Culhwch: "fer" as a pronunciation for "far" is usually in a context such as the following: "Go down t' rud a fer piece" for "Go down the road for a far distance" -- though here it may also be "fair" as well as "far"; "Fer 's I know" -- "As far as I know", etc.; so it's usually obvious from context.
Best ways, Dusty ... study the writers who use dialect, and pick out what sounds right... but try reading them aloud to capture the flavor; sight-reading them it may sound very oddly in your head, but pronounced, they often make perfectly good sense. Such writers as Scott, Buchan, Burns, etc., for Scots dialect, for instance, or some of the Southern Gothic writers for southern accents; David Grubb for West Virginia, etc. In doing dialects, though, it's best to stick with those you yourself have heard and taken note of. There are still people who use the old East Side or Brooklyn accents in writing about some parts of New York, and those have almost entirely died out (or altered beyond recognition) now. Remember, "dialects" in writing are essentially attempts to phonetically capture the speech of a particular region (or, in some cases, where you have a strongly stratified society, denote differences in class); so there's no hard-and-fast rule on them; the point is to listen very closely, and do the best you can to put on paper the sound you hear when they speak aloud.

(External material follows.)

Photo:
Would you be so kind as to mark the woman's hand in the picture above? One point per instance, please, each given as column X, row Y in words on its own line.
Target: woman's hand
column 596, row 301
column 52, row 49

Also... though I like dialect myself, and find it adds tremendously to the feel of a place in a tale, it's best to go sparingly on it in modern writing, as most people have been taught via sight-reading, and dialects throw them for a loop; thus they tend to lose patience with them if they're either too thick or too frequent (this is a complaint lodged these days against both Buchan and Scott, though for many years their books were best-sellers; even those with very thick dialect, such as Redgauntlet and Witch Wood).